阅读笔记 | Privacy vs. Efficiency: Achieving Both Through Adaptive Hierarchical Federated Learning
Summary
The paper argue that the efficiency and data privacy of Federated Learning are non-orthogonal from the perspective of model training, which means they are restricting each other. So that the paper strictly formulates the problem at first, and designs a cloud-edge-end hierarchical FL system with adaptive control algorithm embedding a two-level Differential Protection method to relieve both the resource and privacy concerns. The design follows the following ideas:
1.Offload part of the model training from resource-limited end devices to the proximate edges by splitting the model into two parts(shallow layers and deep layers) to improve efficiency.
2.Apply two-level differential privacy (DP) noise injection to protect privacy against the honest-but-curious cloud and the edge server, perturbing model updates to cloud and intermediate features to edges. Specifically, the noise function between end and edge is $DP_1(O,\sigma_e)=O+N(0,S_f^2 \sigma_e^2)$, in which the function simply plus the intermediate features O of the end’s shallow layers and noise function N. For the cloud the DP function is $ DP_2(w_i^j)=\zeta \times w_i^j / \parallel w_i^j \parallel + N(0,\zeta^2 \sigma^2) $ , in which the model needs to be performed L2-normalization layer by layer.
3.Adaptively coordinate resource optimization and privacy protection to maximize accuracy under resource budget and privacy budgets. Main adaptive controls are:
- Dynamically schedule local and global aggregations based on resource consumption to minimize loss.
- Adjust device sampling rate based on remaining rounds and privacy risk to avoid early termination.
- Tune offloading decision and local noise intensity to minimize resource consumption since more noise make it harder to coverage.
A prototype of AHFL have been implemented and experiments are conducted on CIFAR-10 and MNIST, showing that AHFL reduces end's computation time by 8.58%, communication time by 59.35%, memory by 43.61% and improves accuracy by 6.34% over state-of-the-art approaches like ltAdap, FLGDP, FEEL.
Strengths
- Base on the assumption that security issues are worth concerning which is relatively less considered in some works.
- Offloading model training tasks by splitting the model into two parts while having a relatively comprehensive consideration on the privacy concerns between end device, edge server and cloud.
- Formulate the problem rigorously with math and UML diagram tools.
Weaknesses
- Balancing between iteration times and noise intensity may not be the optimal way because the model can be evaluated in many aspects and the iteration times only contributes to a part of it.

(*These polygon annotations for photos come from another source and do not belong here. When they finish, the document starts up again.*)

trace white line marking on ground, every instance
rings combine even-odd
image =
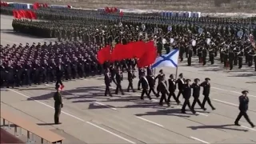
[[[208,117],[207,114],[203,114],[203,113],[196,112],[196,114],[199,114],[199,115],[203,115],[203,116]]]
[[[108,107],[108,108],[110,108],[110,109],[112,109],[112,110],[118,110],[116,108],[114,108],[114,107],[109,106],[105,105],[104,103],[102,103],[102,102],[94,102],[94,103],[97,103],[97,104],[101,105],[101,106],[106,106],[106,107]]]
[[[14,92],[14,93],[16,93],[16,94],[20,94],[20,95],[22,95],[22,96],[23,96],[23,97],[26,97],[26,98],[30,98],[30,99],[34,100],[34,102],[38,102],[38,103],[40,103],[40,104],[42,104],[42,105],[43,105],[43,106],[47,106],[47,107],[51,108],[51,109],[54,109],[53,106],[50,106],[50,105],[47,105],[47,104],[45,104],[45,103],[40,102],[40,101],[33,99],[31,97],[29,97],[29,96],[27,96],[27,95],[25,95],[25,94],[22,94],[22,93],[20,93],[20,92],[18,92],[18,91],[16,91],[16,90],[11,90],[11,89],[8,89],[8,90],[10,90],[10,91],[13,91],[13,92]],[[74,115],[70,114],[68,114],[68,113],[66,113],[66,112],[65,112],[65,111],[62,111],[62,113],[63,113],[63,114],[66,114],[66,115],[68,115],[68,116],[70,116],[70,117],[72,117],[72,118],[76,118],[76,119],[78,119],[78,120],[80,120],[80,121],[82,121],[82,122],[85,122],[84,120],[82,120],[82,119],[81,119],[81,118],[78,118],[78,117],[76,117],[76,116],[74,116]]]
[[[121,137],[120,135],[118,135],[118,134],[114,134],[114,133],[112,133],[111,131],[107,130],[106,130],[106,129],[104,129],[104,128],[102,128],[102,127],[100,127],[100,126],[97,126],[97,125],[95,125],[95,124],[94,124],[94,123],[91,123],[91,122],[86,122],[89,123],[89,124],[91,125],[91,126],[95,126],[95,127],[97,127],[97,128],[98,128],[98,129],[101,129],[102,130],[104,130],[104,131],[106,131],[106,132],[107,132],[107,133],[110,133],[110,134],[113,134],[113,135],[114,135],[114,136],[116,136],[116,137],[118,137],[119,138],[123,139],[123,140],[125,140],[125,141],[126,141],[126,142],[130,142],[130,143],[136,144],[135,142],[132,142],[132,141],[130,141],[129,139],[126,139],[126,138],[123,138],[123,137]]]
[[[221,88],[218,88],[218,87],[211,87],[213,89],[216,89],[216,90],[223,90],[223,91],[228,91],[228,92],[231,92],[231,93],[235,93],[235,94],[241,94],[241,92],[237,92],[237,91],[233,91],[233,90],[224,90],[224,89],[221,89]],[[250,95],[250,94],[248,94],[248,96],[250,97],[255,97],[255,95]]]
[[[209,142],[206,142],[206,141],[203,141],[203,140],[202,140],[202,139],[199,139],[199,138],[194,138],[194,137],[192,137],[192,136],[190,136],[190,138],[193,138],[193,139],[194,139],[194,140],[202,142],[202,143],[210,144]]]
[[[43,106],[47,106],[47,107],[51,108],[51,109],[54,109],[54,108],[53,106],[49,106],[49,105],[47,105],[47,104],[45,104],[45,103],[40,102],[40,101],[33,99],[31,97],[29,97],[29,96],[27,96],[27,95],[25,95],[25,94],[22,94],[22,93],[19,93],[19,92],[16,91],[16,90],[11,90],[11,89],[8,89],[8,90],[10,90],[10,91],[13,91],[13,92],[14,92],[14,93],[16,93],[16,94],[20,94],[20,95],[22,95],[22,96],[23,96],[23,97],[30,98],[30,99],[32,99],[33,101],[34,101],[34,102],[38,102],[38,103],[40,103],[40,104],[42,104],[42,105],[43,105]],[[69,114],[69,113],[66,113],[66,112],[65,112],[65,111],[62,111],[62,114],[66,114],[66,115],[68,115],[68,116],[70,116],[70,117],[72,117],[72,118],[75,118],[75,119],[78,119],[78,120],[79,120],[79,121],[82,121],[82,122],[86,122],[85,120],[83,120],[83,119],[82,119],[82,118],[78,118],[78,117],[76,117],[76,116],[74,116],[74,115],[72,115],[72,114]],[[112,133],[111,131],[109,131],[109,130],[106,130],[106,129],[104,129],[104,128],[102,128],[102,127],[100,127],[100,126],[97,126],[97,125],[95,125],[95,124],[93,124],[93,123],[91,123],[91,122],[86,122],[86,123],[88,123],[88,124],[90,124],[90,125],[91,125],[91,126],[95,126],[95,127],[98,127],[98,129],[101,129],[101,130],[104,130],[104,131],[106,131],[106,132],[107,132],[107,133],[109,133],[109,134],[113,134],[113,135],[114,135],[114,136],[116,136],[116,137],[118,137],[118,138],[121,138],[121,139],[123,139],[123,140],[125,140],[125,141],[126,141],[126,142],[130,142],[130,143],[136,144],[135,142],[132,142],[132,141],[130,141],[129,139],[126,139],[126,138],[123,138],[123,137],[122,137],[122,136],[120,136],[120,135],[118,135],[118,134],[114,134],[114,133]]]
[[[246,129],[249,129],[249,130],[254,130],[254,131],[256,131],[255,129],[253,129],[253,128],[250,128],[250,127],[247,127],[247,126],[241,126],[242,127],[244,127]]]
[[[148,122],[150,122],[150,123],[152,123],[152,124],[154,124],[154,125],[158,126],[160,126],[160,127],[163,127],[163,126],[162,126],[162,125],[160,125],[160,124],[156,123],[156,122],[152,122],[152,121],[150,121],[150,120],[145,119],[145,118],[143,118],[138,117],[138,116],[136,116],[136,118],[139,118],[139,119],[142,119],[142,120],[143,120],[143,121]]]
[[[217,102],[222,102],[222,103],[226,103],[226,104],[234,106],[238,106],[238,105],[237,105],[237,104],[227,102],[225,102],[225,101],[221,101],[221,100],[218,100],[218,99],[214,99],[214,101],[217,101]]]

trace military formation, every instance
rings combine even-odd
[[[11,14],[12,8],[1,7],[1,13]],[[97,53],[102,47],[110,45],[113,48],[117,43],[126,45],[134,41],[154,41],[158,55],[178,48],[179,60],[182,62],[186,58],[188,66],[192,65],[192,57],[196,56],[198,61],[195,64],[205,66],[210,62],[214,65],[220,61],[230,70],[234,66],[241,69],[245,65],[250,67],[254,65],[255,70],[252,70],[256,71],[255,46],[249,41],[250,34],[256,38],[255,18],[166,18],[158,14],[126,14],[121,17],[118,14],[95,10],[50,8],[40,9],[35,13],[39,20],[13,20],[14,31],[57,38],[58,42],[1,46],[1,78],[3,78],[1,86],[9,88],[54,82],[58,90],[59,87],[64,87],[62,80],[104,74],[106,96],[112,96],[110,89],[112,82],[116,84],[116,94],[119,91],[124,94],[130,90],[134,92],[133,79],[136,58],[106,62],[103,65],[97,60]],[[162,70],[155,78],[150,66],[138,70],[137,90],[142,89],[141,99],[144,99],[145,94],[151,99],[152,92],[157,98],[161,94],[159,105],[162,106],[165,101],[170,106],[171,97],[179,104],[179,97],[182,95],[185,98],[182,113],[186,113],[188,106],[195,114],[196,103],[206,110],[205,104],[208,102],[211,109],[215,110],[209,97],[210,78],[206,78],[202,83],[195,78],[190,84],[190,80],[185,79],[182,74],[177,80],[171,74],[167,81]],[[122,87],[125,71],[127,71],[129,82],[126,90]],[[203,88],[202,102],[199,101],[200,87]],[[191,95],[194,98],[192,105],[190,102]],[[58,124],[60,110],[63,106],[58,91],[54,100],[57,102],[54,121]],[[241,112],[237,125],[242,115],[246,117],[246,112]]]

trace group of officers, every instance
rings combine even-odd
[[[147,74],[146,74],[147,73]],[[206,110],[206,103],[207,102],[213,110],[216,110],[215,107],[212,105],[210,98],[210,79],[209,78],[206,78],[205,81],[200,83],[199,78],[194,78],[194,82],[191,83],[190,79],[186,79],[183,77],[183,74],[180,74],[178,79],[175,79],[174,74],[170,74],[168,80],[166,79],[165,74],[163,70],[161,70],[159,74],[154,77],[153,70],[150,70],[150,67],[147,67],[146,70],[140,69],[138,71],[139,80],[138,83],[138,90],[142,90],[141,99],[144,100],[145,94],[146,97],[151,100],[152,98],[150,96],[151,92],[155,95],[156,98],[160,97],[159,105],[163,106],[163,102],[170,106],[170,98],[174,98],[174,101],[178,105],[181,103],[180,96],[182,95],[184,98],[184,102],[182,107],[181,112],[182,114],[186,114],[186,108],[190,110],[193,114],[196,114],[194,110],[194,106],[196,104],[198,104],[200,108],[204,111]],[[104,81],[106,84],[105,90],[105,96],[112,97],[110,86],[111,83],[114,83],[116,85],[115,94],[118,94],[120,91],[122,94],[124,94],[124,90],[122,86],[122,81],[123,80],[123,74],[120,68],[113,69],[106,69],[104,74]],[[131,90],[133,92],[135,92],[134,89],[133,80],[136,78],[134,71],[131,68],[127,69],[127,79],[129,82],[128,87],[126,91],[129,92]],[[156,86],[156,81],[158,80],[158,85]],[[155,91],[156,87],[156,91]],[[178,90],[178,95],[176,95],[175,91]],[[204,98],[202,102],[201,102],[199,97],[201,94],[201,87],[202,88],[202,94],[204,95]],[[142,90],[141,90],[142,88]],[[244,116],[246,121],[251,125],[252,127],[254,127],[254,123],[250,120],[249,116],[247,115],[249,98],[247,97],[248,91],[244,90],[242,92],[242,95],[239,97],[239,110],[240,113],[236,118],[234,124],[236,126],[240,126],[238,122],[242,116]],[[160,96],[161,95],[161,96]],[[194,100],[192,105],[190,104],[190,98],[194,97]]]

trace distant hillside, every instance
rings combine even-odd
[[[33,0],[7,0],[33,3]],[[117,6],[128,9],[190,10],[208,13],[237,12],[256,14],[256,0],[38,0],[38,2],[71,5],[82,8]]]

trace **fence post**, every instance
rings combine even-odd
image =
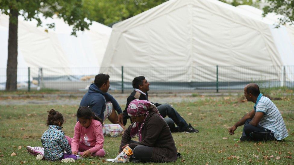
[[[283,80],[284,83],[283,83],[283,87],[286,86],[286,67],[284,66],[284,74],[283,75]]]
[[[218,66],[216,66],[216,93],[218,93]]]
[[[29,72],[29,77],[28,79],[28,91],[30,92],[30,90],[31,82],[30,81],[30,67],[28,68]]]
[[[121,93],[124,93],[124,66],[121,66]]]

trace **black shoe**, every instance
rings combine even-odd
[[[197,130],[195,130],[194,128],[192,127],[192,126],[191,125],[191,124],[190,123],[189,124],[189,126],[185,131],[186,132],[187,132],[190,133],[198,133],[199,131]]]
[[[240,138],[240,141],[241,142],[247,142],[250,141],[250,138],[247,136],[243,136]]]
[[[137,159],[136,158],[132,158],[132,159],[130,160],[130,161],[134,163],[140,163],[142,162],[141,159]]]

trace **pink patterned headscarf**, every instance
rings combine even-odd
[[[140,100],[138,99],[135,99],[131,102],[128,106],[127,111],[128,115],[130,116],[138,116],[146,115],[144,120],[141,123],[139,128],[139,125],[140,123],[136,122],[133,125],[131,130],[130,135],[131,137],[135,137],[138,136],[139,137],[139,141],[141,141],[142,128],[144,125],[147,116],[149,115],[149,111],[151,111],[155,112],[160,116],[159,112],[158,112],[156,106],[149,101],[145,100]],[[160,116],[161,117],[161,116]]]

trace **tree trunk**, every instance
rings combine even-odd
[[[18,11],[10,9],[8,35],[8,58],[6,71],[6,90],[15,91],[17,89],[17,17]]]

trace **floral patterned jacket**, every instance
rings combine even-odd
[[[49,128],[41,138],[42,145],[44,148],[44,157],[47,160],[57,160],[63,156],[64,151],[71,154],[71,149],[68,142],[61,130],[62,127],[55,125],[50,125]]]

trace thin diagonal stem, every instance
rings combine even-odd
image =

- Does not evaluate the effect of splitting method at the end device because different splitting may cause different computation and influence the offloading.

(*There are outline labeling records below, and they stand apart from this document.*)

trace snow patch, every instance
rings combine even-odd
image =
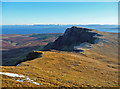
[[[10,76],[10,77],[19,77],[19,78],[24,78],[25,77],[24,75],[18,75],[18,74],[15,74],[15,73],[5,73],[5,72],[0,72],[0,75],[7,75],[7,76]],[[12,79],[14,79],[15,81],[18,81],[18,82],[24,82],[23,79],[17,79],[17,80],[15,78],[12,78]],[[29,77],[25,78],[25,80],[27,80],[27,82],[34,83],[36,85],[42,85],[42,83],[34,82]]]

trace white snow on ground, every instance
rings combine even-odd
[[[15,73],[5,73],[5,72],[0,72],[0,74],[3,74],[3,75],[7,75],[7,76],[10,76],[10,77],[25,77],[23,75],[18,75],[18,74],[15,74]]]
[[[19,78],[24,78],[25,77],[24,75],[18,75],[18,74],[15,74],[15,73],[5,73],[5,72],[0,72],[0,75],[7,75],[7,76],[10,76],[10,77],[19,77]],[[12,78],[12,79],[15,80],[15,78]],[[31,82],[31,83],[34,83],[36,85],[41,85],[41,83],[39,84],[37,82],[34,82],[29,77],[25,78],[24,80],[27,80],[27,82]],[[19,80],[16,80],[16,81],[24,82],[24,80],[19,79]]]

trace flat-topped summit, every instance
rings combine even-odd
[[[63,50],[73,51],[74,46],[80,45],[81,43],[87,42],[91,44],[96,43],[96,36],[101,36],[96,33],[94,29],[76,27],[67,28],[65,33],[56,39],[53,43],[49,43],[44,47],[44,50]]]

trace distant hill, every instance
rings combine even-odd
[[[71,27],[66,29],[65,33],[56,39],[53,43],[49,43],[44,47],[44,50],[63,50],[63,51],[74,51],[74,47],[81,43],[87,42],[90,44],[96,44],[98,40],[97,36],[102,36],[97,33],[94,29],[82,28],[82,27]]]

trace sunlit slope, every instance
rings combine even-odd
[[[3,75],[3,87],[118,86],[118,68],[114,62],[109,64],[72,52],[45,51],[42,53],[43,57],[24,62],[18,67],[2,67],[3,72],[28,76],[41,85],[26,82],[26,80],[18,82],[12,77]],[[95,57],[98,56],[95,55]]]

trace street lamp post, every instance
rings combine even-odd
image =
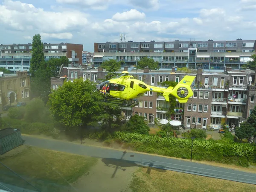
[[[80,135],[80,143],[81,143],[81,145],[82,144],[82,135],[83,135],[83,133],[82,133],[82,125],[83,125],[83,123],[80,123],[79,124],[79,125],[80,126],[80,131],[81,131],[81,133],[80,133],[80,134],[81,134],[81,135]]]
[[[190,161],[192,161],[192,149],[193,148],[193,140],[195,139],[195,137],[191,137],[191,140],[192,140],[192,144],[191,145],[191,157],[190,157]]]

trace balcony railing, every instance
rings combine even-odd
[[[231,111],[228,111],[227,112],[227,115],[229,116],[243,116],[242,112],[233,112]]]
[[[191,87],[192,89],[227,89],[228,85],[203,85],[195,84],[192,85]]]
[[[227,99],[224,98],[212,98],[212,102],[218,103],[227,103]]]
[[[242,103],[246,103],[246,99],[230,98],[228,99],[228,101],[230,102],[240,102]]]
[[[226,112],[224,111],[212,111],[211,112],[211,115],[226,115]]]
[[[246,89],[247,88],[247,85],[246,84],[239,84],[239,85],[230,85],[230,88],[239,88],[239,89]]]

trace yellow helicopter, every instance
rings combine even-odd
[[[165,88],[148,85],[141,81],[134,79],[128,74],[128,71],[124,71],[119,77],[98,84],[97,89],[105,95],[107,99],[123,101],[136,101],[136,98],[143,95],[147,91],[163,93],[168,102],[170,101],[169,95],[171,94],[177,98],[180,103],[186,103],[189,98],[193,95],[190,86],[195,76],[186,76],[174,87],[169,87]]]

- The evaluation on CIFAR-10 and MNIST datasets are relatively simple which make it less convincing.
Comments
The paper mainly focus on privacy and efficiency in a federated learning system and design a hierarchical architecture with adaptive algorithms for balancing. Although the experiments are relatively not that convincing and some key details are not introduced, it’s still a innovative work. Besides, the figure 2 impress me a lot for using a UML lane diagram combining formula to precisely illustrate the workflow.